Despite its name, the New York Yacht Club, one of the most exclusive private clubs in the world, was not formed in New York. The club was established and located across the Hudson – in Hoboken.
The idea was born during an outing on John Cox Steven’s yacht Gimcrack. While on the boat, a group of eight friends decided to form a club with the sole purpose of racing sailing yachts. Stevens was designated as its first commodore and the first clubhouse, officially opened on July 15, 1845, was built in Hoboken on the land donated by the Stevens family.
The first club regatta billed as a “trial of speed”, took place the day after the official opening of the clubhouse. The event turned into the annual regatta held every year and interrupted only by the Civil War, the Spanish-American War, World War I and II and the assassination of New York Senator Robert Kennedy.
A few years after opening the club, John Cox Stevens and other club members bought the schooner-yacht America. In 1851, the NYYC entered a sailing competition in the Isle of Wight, England, a hotbed for the yachting sport at the time. The America earned a decisive victory and the race was renamed the “America’s Cup.” From then on NYYC boats won 81 of 93 races. The NYYC successfully defended the trophy twenty-four times in a row, which is often regarded as the longest winning streak in all sports.

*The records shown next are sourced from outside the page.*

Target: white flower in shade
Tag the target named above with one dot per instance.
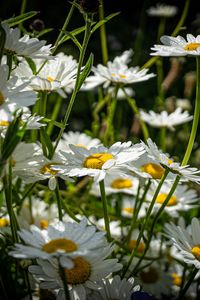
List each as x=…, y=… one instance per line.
x=187, y=241
x=164, y=119
x=60, y=239
x=53, y=75
x=114, y=288
x=81, y=277
x=162, y=10
x=178, y=46
x=78, y=139
x=99, y=161
x=116, y=184
x=37, y=212
x=185, y=172
x=117, y=72
x=154, y=281
x=12, y=95
x=25, y=46
x=182, y=199
x=38, y=168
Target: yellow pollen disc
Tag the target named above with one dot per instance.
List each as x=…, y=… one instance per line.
x=3, y=222
x=129, y=210
x=150, y=276
x=141, y=246
x=121, y=183
x=79, y=273
x=97, y=160
x=51, y=79
x=196, y=251
x=44, y=223
x=1, y=98
x=122, y=76
x=4, y=123
x=161, y=198
x=154, y=170
x=63, y=245
x=192, y=46
x=47, y=169
x=176, y=279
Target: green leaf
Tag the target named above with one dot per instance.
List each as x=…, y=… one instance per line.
x=19, y=19
x=101, y=22
x=85, y=71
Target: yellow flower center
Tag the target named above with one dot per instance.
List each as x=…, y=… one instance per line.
x=140, y=248
x=196, y=251
x=1, y=98
x=150, y=276
x=121, y=183
x=176, y=279
x=192, y=46
x=48, y=169
x=97, y=160
x=4, y=123
x=154, y=170
x=162, y=197
x=44, y=223
x=3, y=222
x=62, y=245
x=129, y=210
x=79, y=273
x=51, y=79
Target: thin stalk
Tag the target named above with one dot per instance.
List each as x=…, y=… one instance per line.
x=134, y=251
x=75, y=91
x=105, y=210
x=104, y=48
x=58, y=199
x=196, y=116
x=186, y=287
x=64, y=281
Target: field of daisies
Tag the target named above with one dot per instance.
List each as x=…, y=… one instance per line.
x=110, y=211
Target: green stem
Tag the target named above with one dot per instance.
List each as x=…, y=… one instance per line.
x=64, y=281
x=58, y=199
x=75, y=91
x=186, y=287
x=105, y=210
x=104, y=47
x=196, y=116
x=134, y=251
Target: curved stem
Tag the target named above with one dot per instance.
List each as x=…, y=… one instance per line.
x=196, y=116
x=105, y=210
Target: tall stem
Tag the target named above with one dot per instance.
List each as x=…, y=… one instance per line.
x=105, y=210
x=196, y=116
x=75, y=91
x=104, y=47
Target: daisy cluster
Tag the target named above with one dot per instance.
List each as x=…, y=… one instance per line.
x=107, y=213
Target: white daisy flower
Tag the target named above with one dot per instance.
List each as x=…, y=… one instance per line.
x=99, y=161
x=82, y=276
x=12, y=95
x=182, y=199
x=178, y=46
x=25, y=46
x=162, y=10
x=164, y=119
x=116, y=184
x=54, y=75
x=61, y=239
x=114, y=288
x=78, y=139
x=186, y=241
x=185, y=172
x=117, y=72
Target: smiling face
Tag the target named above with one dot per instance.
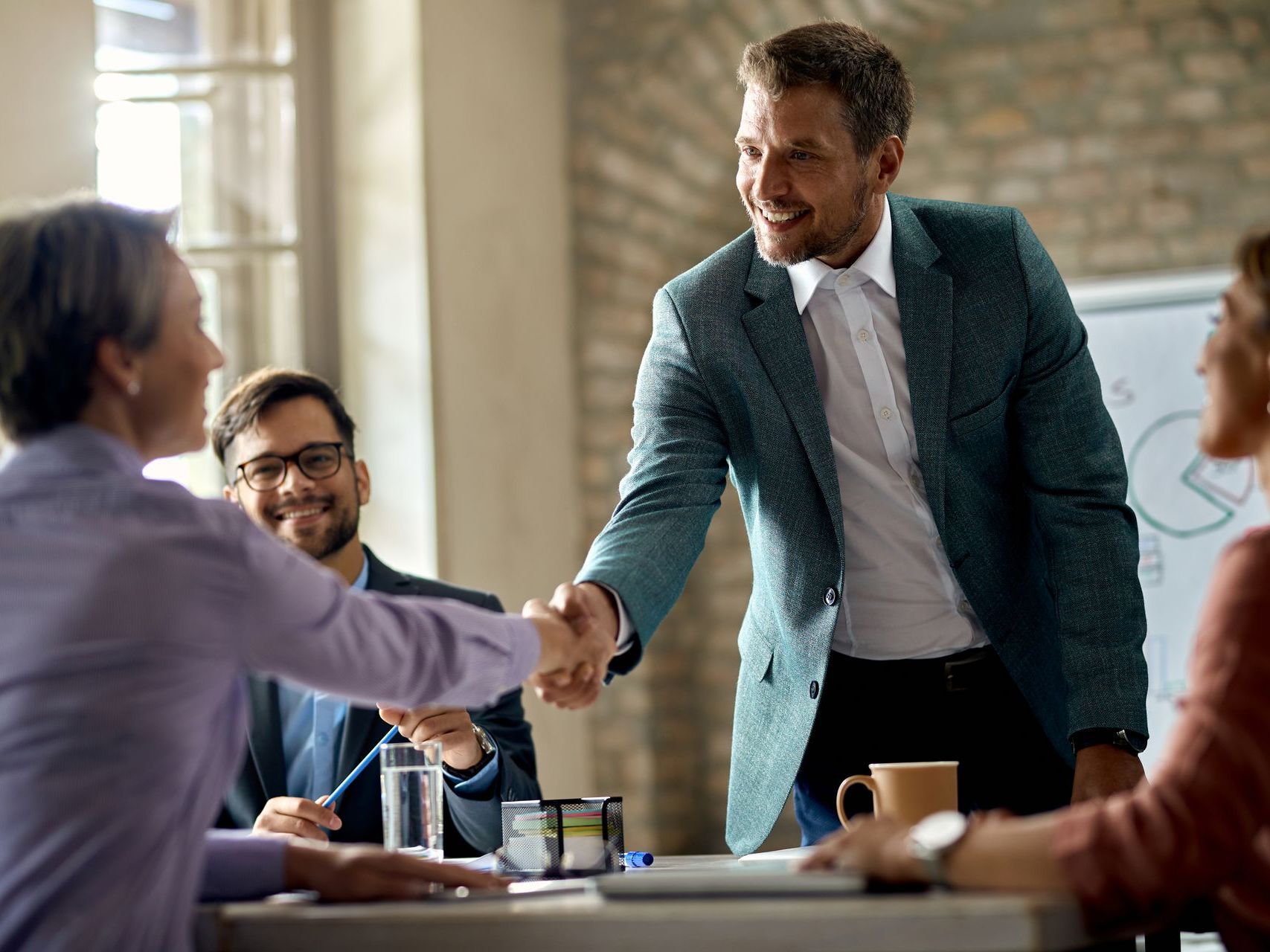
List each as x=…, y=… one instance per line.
x=318, y=517
x=1236, y=368
x=806, y=192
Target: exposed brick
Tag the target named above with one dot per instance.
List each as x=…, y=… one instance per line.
x=1198, y=104
x=1194, y=33
x=1216, y=66
x=1246, y=30
x=1015, y=192
x=1122, y=111
x=1036, y=155
x=1001, y=122
x=1236, y=138
x=1165, y=213
x=1257, y=167
x=1119, y=43
x=1080, y=186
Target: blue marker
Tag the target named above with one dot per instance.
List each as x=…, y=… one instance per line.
x=339, y=791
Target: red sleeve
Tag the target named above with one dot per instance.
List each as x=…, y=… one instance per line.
x=1140, y=856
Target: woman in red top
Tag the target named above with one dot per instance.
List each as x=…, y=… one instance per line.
x=1202, y=829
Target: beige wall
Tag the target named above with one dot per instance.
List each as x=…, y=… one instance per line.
x=455, y=295
x=48, y=109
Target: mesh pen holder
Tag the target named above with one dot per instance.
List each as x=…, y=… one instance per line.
x=558, y=838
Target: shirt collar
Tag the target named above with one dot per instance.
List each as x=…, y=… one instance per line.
x=873, y=264
x=364, y=576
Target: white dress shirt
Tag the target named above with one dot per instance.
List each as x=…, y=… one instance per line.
x=901, y=598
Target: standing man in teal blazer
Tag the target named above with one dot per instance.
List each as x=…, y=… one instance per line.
x=935, y=495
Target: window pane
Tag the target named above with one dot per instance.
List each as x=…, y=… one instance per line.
x=222, y=150
x=138, y=34
x=257, y=307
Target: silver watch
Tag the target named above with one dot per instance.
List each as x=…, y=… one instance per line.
x=487, y=745
x=931, y=839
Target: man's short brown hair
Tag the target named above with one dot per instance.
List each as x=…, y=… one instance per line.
x=255, y=393
x=876, y=94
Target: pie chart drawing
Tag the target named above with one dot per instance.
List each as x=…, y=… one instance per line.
x=1178, y=490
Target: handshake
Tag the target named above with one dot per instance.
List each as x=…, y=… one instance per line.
x=578, y=630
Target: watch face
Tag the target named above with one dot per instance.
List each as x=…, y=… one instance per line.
x=939, y=832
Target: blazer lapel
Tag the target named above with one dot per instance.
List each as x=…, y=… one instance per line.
x=264, y=738
x=925, y=298
x=776, y=334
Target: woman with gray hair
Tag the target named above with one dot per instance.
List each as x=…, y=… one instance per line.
x=132, y=611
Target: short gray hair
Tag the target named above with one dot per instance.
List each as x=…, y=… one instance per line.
x=875, y=91
x=73, y=273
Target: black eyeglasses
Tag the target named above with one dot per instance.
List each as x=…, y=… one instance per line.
x=318, y=461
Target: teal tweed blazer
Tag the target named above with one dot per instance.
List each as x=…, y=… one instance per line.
x=1022, y=463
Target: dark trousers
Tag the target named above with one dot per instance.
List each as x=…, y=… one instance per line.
x=963, y=707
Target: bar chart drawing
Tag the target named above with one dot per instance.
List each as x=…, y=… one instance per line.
x=1144, y=335
x=1178, y=490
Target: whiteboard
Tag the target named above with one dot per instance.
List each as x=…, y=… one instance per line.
x=1144, y=337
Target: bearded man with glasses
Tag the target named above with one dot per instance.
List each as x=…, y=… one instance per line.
x=286, y=442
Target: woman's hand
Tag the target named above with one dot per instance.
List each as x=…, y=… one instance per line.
x=365, y=874
x=875, y=847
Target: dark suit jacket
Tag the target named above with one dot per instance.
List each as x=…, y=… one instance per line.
x=472, y=826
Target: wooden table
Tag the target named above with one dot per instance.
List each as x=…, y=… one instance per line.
x=932, y=922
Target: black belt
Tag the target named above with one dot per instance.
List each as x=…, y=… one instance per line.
x=966, y=670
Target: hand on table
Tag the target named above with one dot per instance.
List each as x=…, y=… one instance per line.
x=298, y=817
x=362, y=874
x=1104, y=770
x=452, y=727
x=878, y=847
x=592, y=616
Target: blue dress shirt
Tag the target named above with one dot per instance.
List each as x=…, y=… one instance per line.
x=312, y=724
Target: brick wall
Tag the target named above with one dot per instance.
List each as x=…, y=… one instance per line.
x=1133, y=134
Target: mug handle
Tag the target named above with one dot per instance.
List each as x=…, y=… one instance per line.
x=862, y=779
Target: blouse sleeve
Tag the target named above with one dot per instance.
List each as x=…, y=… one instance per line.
x=1141, y=856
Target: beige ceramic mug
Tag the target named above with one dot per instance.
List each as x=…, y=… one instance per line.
x=905, y=791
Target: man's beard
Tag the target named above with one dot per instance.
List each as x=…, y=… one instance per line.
x=772, y=251
x=336, y=537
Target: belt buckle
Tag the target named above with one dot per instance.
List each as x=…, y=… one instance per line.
x=952, y=682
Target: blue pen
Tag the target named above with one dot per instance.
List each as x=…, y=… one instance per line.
x=339, y=791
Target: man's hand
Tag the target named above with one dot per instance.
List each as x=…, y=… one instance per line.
x=574, y=679
x=1104, y=770
x=364, y=874
x=874, y=846
x=452, y=727
x=298, y=817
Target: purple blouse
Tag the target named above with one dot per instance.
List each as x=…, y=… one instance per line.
x=129, y=612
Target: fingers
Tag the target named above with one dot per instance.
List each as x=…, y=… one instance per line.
x=298, y=817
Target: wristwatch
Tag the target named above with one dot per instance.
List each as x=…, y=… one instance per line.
x=487, y=754
x=931, y=839
x=1124, y=739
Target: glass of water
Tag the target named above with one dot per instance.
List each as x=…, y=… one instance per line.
x=411, y=786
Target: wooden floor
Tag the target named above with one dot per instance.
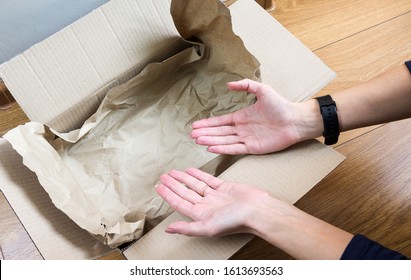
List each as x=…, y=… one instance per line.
x=370, y=192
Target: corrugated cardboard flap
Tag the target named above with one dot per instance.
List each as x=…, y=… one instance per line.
x=61, y=81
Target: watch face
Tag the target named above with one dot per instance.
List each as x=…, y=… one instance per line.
x=329, y=113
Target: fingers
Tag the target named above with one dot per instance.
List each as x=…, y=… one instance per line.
x=213, y=122
x=234, y=149
x=213, y=131
x=210, y=180
x=218, y=140
x=176, y=202
x=249, y=86
x=188, y=228
x=175, y=185
x=189, y=186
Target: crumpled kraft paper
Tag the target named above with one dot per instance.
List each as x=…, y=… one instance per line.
x=103, y=174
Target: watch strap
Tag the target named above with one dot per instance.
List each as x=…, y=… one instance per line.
x=329, y=114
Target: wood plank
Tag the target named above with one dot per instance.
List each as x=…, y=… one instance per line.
x=15, y=243
x=356, y=59
x=368, y=193
x=318, y=23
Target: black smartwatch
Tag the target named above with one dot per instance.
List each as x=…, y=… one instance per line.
x=328, y=110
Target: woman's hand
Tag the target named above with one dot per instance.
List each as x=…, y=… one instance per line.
x=271, y=124
x=215, y=206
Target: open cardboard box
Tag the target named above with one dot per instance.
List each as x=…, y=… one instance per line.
x=62, y=80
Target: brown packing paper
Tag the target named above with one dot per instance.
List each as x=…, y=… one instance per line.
x=287, y=175
x=102, y=175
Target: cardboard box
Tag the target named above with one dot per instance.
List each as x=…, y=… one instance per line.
x=62, y=80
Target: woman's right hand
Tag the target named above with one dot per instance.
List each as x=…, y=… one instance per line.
x=271, y=124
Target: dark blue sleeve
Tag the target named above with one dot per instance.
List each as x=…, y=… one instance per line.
x=408, y=64
x=362, y=248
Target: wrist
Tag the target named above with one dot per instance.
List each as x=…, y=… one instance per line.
x=308, y=119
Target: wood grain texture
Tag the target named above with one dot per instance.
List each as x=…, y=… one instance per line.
x=15, y=243
x=318, y=23
x=369, y=193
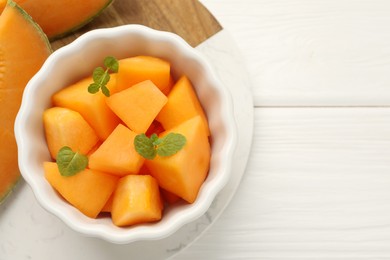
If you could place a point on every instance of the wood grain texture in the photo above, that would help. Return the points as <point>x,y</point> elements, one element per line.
<point>187,18</point>
<point>312,53</point>
<point>316,187</point>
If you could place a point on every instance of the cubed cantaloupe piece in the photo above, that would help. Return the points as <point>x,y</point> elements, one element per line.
<point>108,206</point>
<point>154,128</point>
<point>182,104</point>
<point>184,172</point>
<point>138,106</point>
<point>169,87</point>
<point>88,190</point>
<point>136,200</point>
<point>92,107</point>
<point>136,69</point>
<point>117,155</point>
<point>65,127</point>
<point>169,197</point>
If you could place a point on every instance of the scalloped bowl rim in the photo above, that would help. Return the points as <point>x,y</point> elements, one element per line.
<point>97,228</point>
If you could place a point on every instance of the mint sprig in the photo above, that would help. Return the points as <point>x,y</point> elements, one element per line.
<point>167,145</point>
<point>101,76</point>
<point>70,163</point>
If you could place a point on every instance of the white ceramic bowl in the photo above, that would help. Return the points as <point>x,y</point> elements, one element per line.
<point>77,60</point>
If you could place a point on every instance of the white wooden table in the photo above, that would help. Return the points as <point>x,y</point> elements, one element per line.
<point>317,184</point>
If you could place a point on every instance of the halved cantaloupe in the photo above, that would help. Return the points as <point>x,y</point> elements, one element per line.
<point>23,49</point>
<point>184,172</point>
<point>140,68</point>
<point>182,105</point>
<point>87,190</point>
<point>65,127</point>
<point>117,155</point>
<point>92,107</point>
<point>138,106</point>
<point>136,200</point>
<point>58,18</point>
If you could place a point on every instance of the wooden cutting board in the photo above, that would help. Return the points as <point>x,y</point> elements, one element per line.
<point>187,18</point>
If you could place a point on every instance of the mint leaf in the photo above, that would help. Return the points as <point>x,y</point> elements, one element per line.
<point>170,144</point>
<point>144,146</point>
<point>165,146</point>
<point>70,163</point>
<point>98,74</point>
<point>101,76</point>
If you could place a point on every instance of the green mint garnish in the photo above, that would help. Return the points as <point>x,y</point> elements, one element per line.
<point>165,146</point>
<point>70,163</point>
<point>101,76</point>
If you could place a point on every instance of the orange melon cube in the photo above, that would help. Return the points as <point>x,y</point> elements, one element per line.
<point>117,155</point>
<point>108,206</point>
<point>65,127</point>
<point>182,104</point>
<point>169,197</point>
<point>169,86</point>
<point>136,200</point>
<point>140,68</point>
<point>92,107</point>
<point>88,190</point>
<point>154,128</point>
<point>184,172</point>
<point>138,106</point>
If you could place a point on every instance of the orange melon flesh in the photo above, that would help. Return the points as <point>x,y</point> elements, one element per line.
<point>58,18</point>
<point>154,128</point>
<point>138,106</point>
<point>169,197</point>
<point>88,190</point>
<point>23,50</point>
<point>65,127</point>
<point>136,200</point>
<point>108,206</point>
<point>182,105</point>
<point>117,155</point>
<point>140,68</point>
<point>169,87</point>
<point>92,107</point>
<point>2,5</point>
<point>184,172</point>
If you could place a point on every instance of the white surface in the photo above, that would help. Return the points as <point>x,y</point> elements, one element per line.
<point>318,179</point>
<point>312,52</point>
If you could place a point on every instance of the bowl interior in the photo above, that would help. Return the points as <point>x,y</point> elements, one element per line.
<point>77,60</point>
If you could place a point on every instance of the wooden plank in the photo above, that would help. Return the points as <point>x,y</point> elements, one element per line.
<point>312,53</point>
<point>316,187</point>
<point>187,18</point>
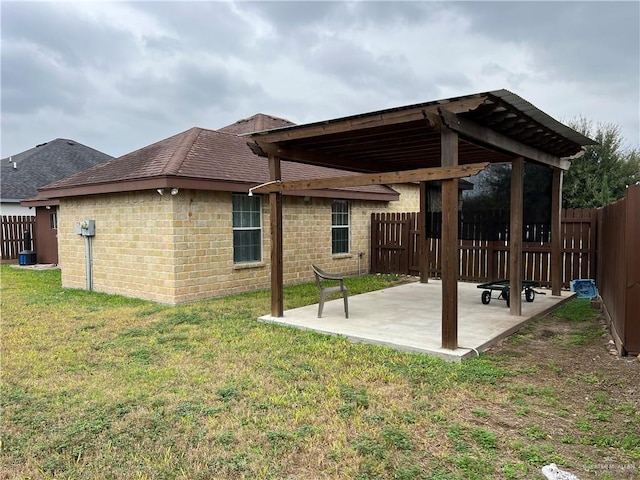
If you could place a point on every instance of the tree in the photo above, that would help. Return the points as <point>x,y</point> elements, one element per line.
<point>603,173</point>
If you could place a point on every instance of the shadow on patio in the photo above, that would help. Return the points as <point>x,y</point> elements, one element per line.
<point>408,317</point>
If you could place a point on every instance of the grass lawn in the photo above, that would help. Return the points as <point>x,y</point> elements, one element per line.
<point>99,386</point>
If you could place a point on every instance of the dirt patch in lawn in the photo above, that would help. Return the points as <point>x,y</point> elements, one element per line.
<point>573,395</point>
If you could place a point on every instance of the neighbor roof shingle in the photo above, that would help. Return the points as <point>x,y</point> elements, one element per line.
<point>44,164</point>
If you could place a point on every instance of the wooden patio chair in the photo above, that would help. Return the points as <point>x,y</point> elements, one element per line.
<point>322,278</point>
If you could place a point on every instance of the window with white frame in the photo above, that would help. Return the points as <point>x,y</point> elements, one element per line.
<point>340,226</point>
<point>247,228</point>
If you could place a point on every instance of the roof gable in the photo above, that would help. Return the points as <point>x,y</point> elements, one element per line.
<point>256,123</point>
<point>213,158</point>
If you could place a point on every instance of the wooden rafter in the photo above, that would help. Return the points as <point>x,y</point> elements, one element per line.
<point>473,131</point>
<point>421,174</point>
<point>391,117</point>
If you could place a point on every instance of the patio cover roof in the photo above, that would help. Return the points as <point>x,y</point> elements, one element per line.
<point>493,127</point>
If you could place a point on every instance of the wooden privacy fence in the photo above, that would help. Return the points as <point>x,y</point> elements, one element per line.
<point>618,277</point>
<point>395,247</point>
<point>13,228</point>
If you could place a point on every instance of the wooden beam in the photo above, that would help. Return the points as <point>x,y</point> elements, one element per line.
<point>450,255</point>
<point>275,216</point>
<point>556,236</point>
<point>473,131</point>
<point>358,180</point>
<point>515,236</point>
<point>422,236</point>
<point>361,122</point>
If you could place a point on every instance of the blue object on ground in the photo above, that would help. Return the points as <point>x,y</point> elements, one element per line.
<point>585,288</point>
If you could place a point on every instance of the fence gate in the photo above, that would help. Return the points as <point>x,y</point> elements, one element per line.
<point>394,245</point>
<point>13,228</point>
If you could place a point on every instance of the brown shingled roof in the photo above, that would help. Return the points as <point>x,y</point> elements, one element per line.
<point>202,159</point>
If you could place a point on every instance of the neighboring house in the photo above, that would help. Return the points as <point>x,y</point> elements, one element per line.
<point>174,222</point>
<point>22,174</point>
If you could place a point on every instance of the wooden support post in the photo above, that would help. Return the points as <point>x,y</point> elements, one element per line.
<point>515,236</point>
<point>422,237</point>
<point>275,209</point>
<point>556,234</point>
<point>450,255</point>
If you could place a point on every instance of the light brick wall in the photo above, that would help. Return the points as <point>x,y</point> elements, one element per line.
<point>175,249</point>
<point>132,247</point>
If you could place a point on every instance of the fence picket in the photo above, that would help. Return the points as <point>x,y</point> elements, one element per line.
<point>395,240</point>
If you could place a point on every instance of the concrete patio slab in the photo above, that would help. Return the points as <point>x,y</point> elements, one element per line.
<point>408,317</point>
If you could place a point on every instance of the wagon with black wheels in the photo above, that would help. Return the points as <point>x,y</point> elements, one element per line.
<point>502,287</point>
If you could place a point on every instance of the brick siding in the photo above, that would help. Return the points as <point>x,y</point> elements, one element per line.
<point>176,249</point>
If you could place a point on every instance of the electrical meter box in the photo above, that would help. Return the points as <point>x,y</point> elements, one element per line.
<point>86,228</point>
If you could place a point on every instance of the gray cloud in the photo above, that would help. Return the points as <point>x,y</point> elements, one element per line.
<point>117,76</point>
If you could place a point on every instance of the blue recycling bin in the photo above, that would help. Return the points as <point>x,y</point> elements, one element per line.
<point>27,257</point>
<point>584,287</point>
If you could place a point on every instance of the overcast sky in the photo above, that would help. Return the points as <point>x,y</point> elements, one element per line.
<point>118,76</point>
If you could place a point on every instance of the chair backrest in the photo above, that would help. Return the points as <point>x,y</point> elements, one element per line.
<point>319,276</point>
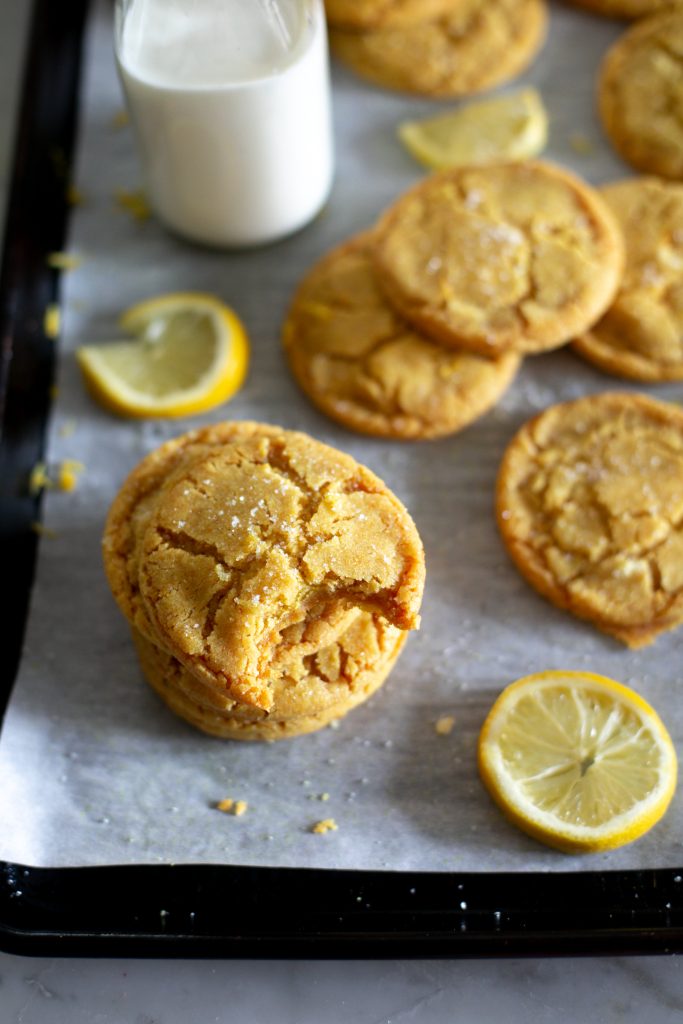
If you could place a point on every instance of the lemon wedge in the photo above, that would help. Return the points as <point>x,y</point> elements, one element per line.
<point>509,127</point>
<point>577,761</point>
<point>189,353</point>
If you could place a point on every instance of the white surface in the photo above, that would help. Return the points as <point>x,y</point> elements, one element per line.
<point>233,129</point>
<point>46,991</point>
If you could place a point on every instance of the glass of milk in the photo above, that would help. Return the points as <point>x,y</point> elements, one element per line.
<point>229,101</point>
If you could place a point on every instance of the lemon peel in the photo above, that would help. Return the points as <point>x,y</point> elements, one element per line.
<point>190,353</point>
<point>509,127</point>
<point>577,761</point>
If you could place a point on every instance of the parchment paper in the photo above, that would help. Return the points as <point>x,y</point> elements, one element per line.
<point>93,769</point>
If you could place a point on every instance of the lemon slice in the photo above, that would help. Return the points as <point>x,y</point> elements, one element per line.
<point>510,127</point>
<point>189,354</point>
<point>577,761</point>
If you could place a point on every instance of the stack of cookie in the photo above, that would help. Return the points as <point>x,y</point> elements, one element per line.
<point>269,580</point>
<point>639,93</point>
<point>417,327</point>
<point>437,47</point>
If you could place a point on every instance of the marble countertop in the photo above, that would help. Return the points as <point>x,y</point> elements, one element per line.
<point>104,991</point>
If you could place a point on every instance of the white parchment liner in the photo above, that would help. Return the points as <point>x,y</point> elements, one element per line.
<point>93,769</point>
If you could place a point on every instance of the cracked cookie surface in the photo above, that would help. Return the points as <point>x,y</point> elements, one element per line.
<point>256,545</point>
<point>329,683</point>
<point>590,507</point>
<point>641,335</point>
<point>375,13</point>
<point>367,368</point>
<point>509,257</point>
<point>478,44</point>
<point>641,95</point>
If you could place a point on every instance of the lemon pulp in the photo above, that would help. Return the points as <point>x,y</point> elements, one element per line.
<point>578,761</point>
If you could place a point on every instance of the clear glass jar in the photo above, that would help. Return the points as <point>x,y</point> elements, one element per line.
<point>229,101</point>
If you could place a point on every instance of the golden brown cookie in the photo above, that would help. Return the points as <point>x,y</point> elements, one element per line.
<point>478,44</point>
<point>590,507</point>
<point>364,366</point>
<point>641,335</point>
<point>250,549</point>
<point>626,8</point>
<point>316,688</point>
<point>376,13</point>
<point>641,95</point>
<point>509,257</point>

Around 1898, Commodore J. Pierpont Morgan donated three lots on West 44th Street to build an entirely new clubhouse. The spectacular beaux-arts building was constructed in 1901 by the Warren and Wetmore architectural firm.
From its humble beginnings with just eight members and a modest first clubhouse in Hoboken, NJ, the NYYC grew to over 3,000 members dedicated to both yacht racing and design. The present NYYC clubhouse on West 44th Street in New York City is a National Historic Landmark.